I believe that Jesus Christ was one of the most radical, outrageous people that ever lived. He was preaching about a lifestyle and worldview that was (and still is) very counterintuitive, even within many Christian circles. He advocated turning the other cheek, forgiving our debtors, and washing the feet of our subordinants. I continuously strive for the passion in life that he had. What word other than "passion" can describe his reaction to the money-changers in the Temple? Jesus was very much a passionate radical, and he still is even by today's standards.

Fajita said...

Adam, you said, "Rebellion is simply a fact of adolescence."
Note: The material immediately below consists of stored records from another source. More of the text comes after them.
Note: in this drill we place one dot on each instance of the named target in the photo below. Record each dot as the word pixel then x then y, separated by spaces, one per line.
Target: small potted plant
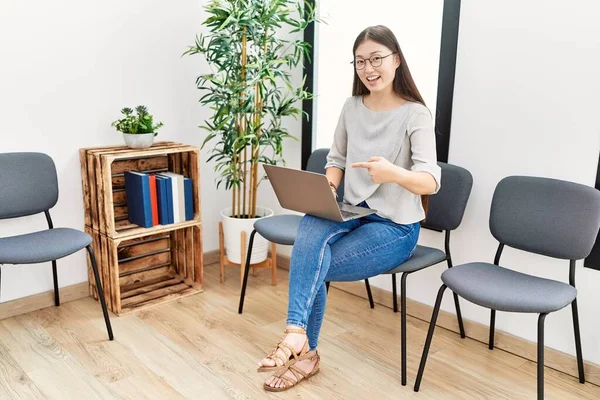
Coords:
pixel 138 129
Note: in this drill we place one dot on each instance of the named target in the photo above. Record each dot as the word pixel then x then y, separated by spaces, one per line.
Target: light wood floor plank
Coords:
pixel 199 347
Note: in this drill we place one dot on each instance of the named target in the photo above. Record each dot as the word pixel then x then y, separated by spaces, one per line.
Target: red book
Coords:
pixel 153 200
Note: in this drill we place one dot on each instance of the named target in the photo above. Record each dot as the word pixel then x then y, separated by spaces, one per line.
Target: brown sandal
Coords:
pixel 288 350
pixel 300 375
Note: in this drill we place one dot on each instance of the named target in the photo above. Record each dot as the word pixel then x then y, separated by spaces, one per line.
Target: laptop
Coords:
pixel 310 193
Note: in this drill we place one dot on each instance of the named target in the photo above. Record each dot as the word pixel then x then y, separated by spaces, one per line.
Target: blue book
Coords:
pixel 189 199
pixel 161 195
pixel 139 206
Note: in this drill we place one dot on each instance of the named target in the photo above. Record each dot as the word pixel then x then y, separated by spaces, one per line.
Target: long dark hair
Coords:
pixel 404 85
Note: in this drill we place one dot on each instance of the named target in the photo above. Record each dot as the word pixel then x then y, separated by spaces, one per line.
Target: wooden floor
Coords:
pixel 200 348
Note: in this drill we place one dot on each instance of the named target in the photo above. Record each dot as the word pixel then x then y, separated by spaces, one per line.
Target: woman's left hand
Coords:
pixel 380 169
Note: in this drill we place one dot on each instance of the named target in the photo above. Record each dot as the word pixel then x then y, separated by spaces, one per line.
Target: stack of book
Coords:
pixel 158 199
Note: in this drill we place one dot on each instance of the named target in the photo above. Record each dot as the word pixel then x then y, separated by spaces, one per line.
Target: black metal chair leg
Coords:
pixel 578 341
pixel 394 292
pixel 541 356
pixel 100 292
pixel 461 326
pixel 492 329
pixel 55 277
pixel 436 310
pixel 371 303
pixel 246 272
pixel 403 326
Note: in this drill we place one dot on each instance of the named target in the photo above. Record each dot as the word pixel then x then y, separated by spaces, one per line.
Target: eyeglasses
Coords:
pixel 375 61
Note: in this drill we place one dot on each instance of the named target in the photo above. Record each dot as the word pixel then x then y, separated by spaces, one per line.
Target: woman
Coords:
pixel 384 149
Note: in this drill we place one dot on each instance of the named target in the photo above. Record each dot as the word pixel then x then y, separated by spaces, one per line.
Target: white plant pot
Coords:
pixel 232 229
pixel 138 140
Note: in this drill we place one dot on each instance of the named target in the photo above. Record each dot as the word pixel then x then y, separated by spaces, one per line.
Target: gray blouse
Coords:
pixel 404 136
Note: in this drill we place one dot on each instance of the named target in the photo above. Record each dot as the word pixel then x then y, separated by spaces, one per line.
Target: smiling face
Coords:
pixel 378 78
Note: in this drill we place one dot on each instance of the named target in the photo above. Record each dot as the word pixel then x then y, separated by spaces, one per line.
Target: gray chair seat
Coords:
pixel 42 246
pixel 423 257
pixel 502 289
pixel 280 229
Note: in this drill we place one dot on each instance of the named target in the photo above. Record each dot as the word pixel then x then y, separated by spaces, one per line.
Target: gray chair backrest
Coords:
pixel 447 207
pixel 28 184
pixel 546 216
pixel 316 163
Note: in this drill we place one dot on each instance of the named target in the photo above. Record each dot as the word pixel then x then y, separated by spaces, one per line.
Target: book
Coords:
pixel 189 199
pixel 139 203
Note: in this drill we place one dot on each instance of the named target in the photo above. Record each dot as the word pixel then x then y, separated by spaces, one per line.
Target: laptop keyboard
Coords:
pixel 348 214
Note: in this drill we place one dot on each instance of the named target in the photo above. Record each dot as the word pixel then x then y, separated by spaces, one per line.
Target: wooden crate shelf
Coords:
pixel 148 270
pixel 103 182
pixel 140 267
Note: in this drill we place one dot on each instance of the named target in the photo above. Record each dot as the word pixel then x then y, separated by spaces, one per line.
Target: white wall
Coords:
pixel 67 68
pixel 525 102
pixel 416 24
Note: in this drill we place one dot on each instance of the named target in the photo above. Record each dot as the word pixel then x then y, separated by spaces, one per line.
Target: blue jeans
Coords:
pixel 354 250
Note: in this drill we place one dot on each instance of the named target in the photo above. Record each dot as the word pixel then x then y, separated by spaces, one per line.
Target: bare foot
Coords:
pixel 306 366
pixel 295 340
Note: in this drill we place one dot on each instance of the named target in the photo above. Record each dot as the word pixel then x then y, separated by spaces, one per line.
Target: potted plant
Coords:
pixel 250 91
pixel 138 129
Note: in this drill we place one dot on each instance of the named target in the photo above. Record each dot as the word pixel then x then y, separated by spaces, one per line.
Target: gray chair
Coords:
pixel 29 185
pixel 281 229
pixel 544 216
pixel 445 212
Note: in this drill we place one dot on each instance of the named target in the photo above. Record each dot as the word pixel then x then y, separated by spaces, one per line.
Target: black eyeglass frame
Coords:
pixel 371 61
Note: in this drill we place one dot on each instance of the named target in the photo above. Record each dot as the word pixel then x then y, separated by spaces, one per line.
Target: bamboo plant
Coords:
pixel 250 88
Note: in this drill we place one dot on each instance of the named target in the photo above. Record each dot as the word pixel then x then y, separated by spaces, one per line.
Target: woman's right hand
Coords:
pixel 333 190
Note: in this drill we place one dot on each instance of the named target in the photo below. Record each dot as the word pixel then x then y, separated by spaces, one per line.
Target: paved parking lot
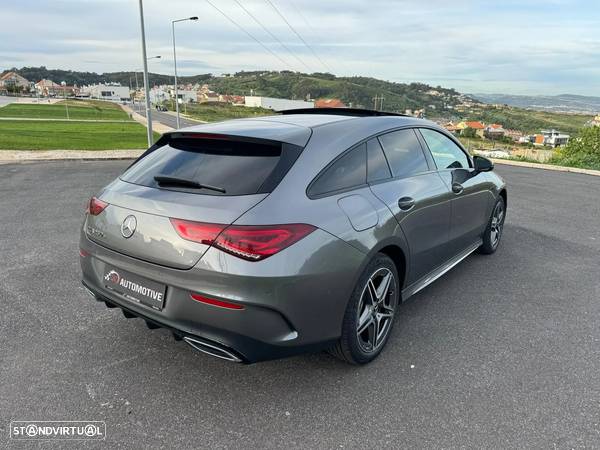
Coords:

I think you are mostly right in this comment. However, there are times when a parent, church or some authority has so controlled and dominated a teen that he or she has had their spirit drown in some kind of ideology.

They have learned to obey so much that they do not even know the person God made them to be, and are set up to never find that person. I have seen some teens reduced to fleshbots who only perform what they are programmed to perform.

They don't "sin," but they don't live either.

There is no good end to the adolescent fleshbot.

Anonymous said...

Hi Adam - I knew there was a purpose for those years of rebellion we endured and the "deep thoughts" you used to challenged us. I remember when you told your first grade teacher that God, Jesus, your family, and the church were way more important than school work. She and I had to admit that you were right, althought it would have been nice if you had done your homework a little more often. I, also, remember when you filled out a form at school that asked who your father's employer was, and you wrote "God." I have always admired your ability to "see the big picture." "Go with God," and lead this rebellion! He has always blessed you beyond even your own imagination, and I know it is because your heart belongs to Him.
I love you! MOM

Anonymous said...

Born and raised in a tradition that plays it very "safe," I converted to real Life and a living relationship with Christ in rebellion during college.

I agree. We need more of this:
"Safe?" said Mr. Beaver; "don't you hear what Mrs. Beaver tells you? Who said anything about safe? Of course he isn't safe. But he's good. He's the King, I tell you."